The ascendancy of corporate legal departments (‘in-house’) has reshaped the profession in many profound ways on a global basis. Historically, they have been legal consumers, overseeing the work of law firms to whom they outsourced work. Now, they do much of that work themselves (albeit with departments that also include many non-lawyers performing key tasks and functions); corporate legal departments now account for approximately 40% of legal spend. They oversee law firms and a vast legal supply chain that includes a myriad of service providers, many of whom operate internationally. And, perhaps most significantly in the context of ethics, they wear two hats for their client/employer. The first and more traditional one is as the last defender of the company and its brand. But equally important is their role as ‘business partners’ to the enterprise, advancing its key objectives. This dual role presents new ethical challenges for which a global approach is best suited, especially since so many of these companies engage in business across multiple sovereign nations.
The architecture of new legal delivery models is another issue that transcends national borders and regulations.
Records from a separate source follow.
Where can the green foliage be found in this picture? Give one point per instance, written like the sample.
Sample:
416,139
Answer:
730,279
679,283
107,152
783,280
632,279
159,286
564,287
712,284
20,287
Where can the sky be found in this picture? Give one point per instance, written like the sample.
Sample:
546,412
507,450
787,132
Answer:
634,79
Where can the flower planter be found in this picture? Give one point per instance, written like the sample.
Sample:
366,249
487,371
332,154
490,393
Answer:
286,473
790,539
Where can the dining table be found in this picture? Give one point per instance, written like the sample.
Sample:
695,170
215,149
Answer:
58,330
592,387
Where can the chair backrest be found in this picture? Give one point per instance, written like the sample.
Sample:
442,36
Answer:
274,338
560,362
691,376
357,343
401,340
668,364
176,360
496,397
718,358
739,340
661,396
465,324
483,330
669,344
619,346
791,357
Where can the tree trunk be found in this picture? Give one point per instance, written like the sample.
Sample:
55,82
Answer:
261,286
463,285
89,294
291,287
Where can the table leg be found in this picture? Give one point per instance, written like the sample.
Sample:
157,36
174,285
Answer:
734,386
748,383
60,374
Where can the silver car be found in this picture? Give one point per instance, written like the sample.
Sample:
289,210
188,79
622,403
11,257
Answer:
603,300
Legal regulation has traditionally focused on protecting lawyers from competition. This worked when lawyers had a monopoly on what they sold– legal expertise (as well as access to legal sources). That’s why law firms were the only game in town. Technology and globalization changed all that, and now legal delivery is a three-legged stool that includes legal, IT, and process expertise. And that resulted in disaggregation and the rise of legal service providers. This has created a distinction between legal practice and legal delivery. Legal practice—what lawyers do—is no longer synonymous with legal delivery—how, by whom, and from what structure legal services are delivered. This has rendered the protectionist regulations obsolete. And that’s why the UK, Australia, and other developed economies have re-regulated the legal industry to protect the public, not lawyers. It’s not the structure from which legal services are performed that matters so much as who does what; with what level of expertise and oversight; and at what price. This is not a question of how law is practiced but how it is delivered most efficiently, and that is a global inquiry.
The changes in legal delivery and the inability of a large percentage of the population to access a glut of legal supply are emblematic of broader global change. Law is the glue that binds society, and lawyers are the artisans that apply it. The issue is not how lawyers ply their craft but how to devise structures that better align them with those in need of their services. This requires rethinking legal education, harnessing technology and process to promote access, affordability, and (more) equal justice, and creating new models that better align the interests of those who deliver legal services with those in need of them. These are global challenges, not national ones. It’s time lawyers take a broader perspective of their profession and its role in a rapidly changing world.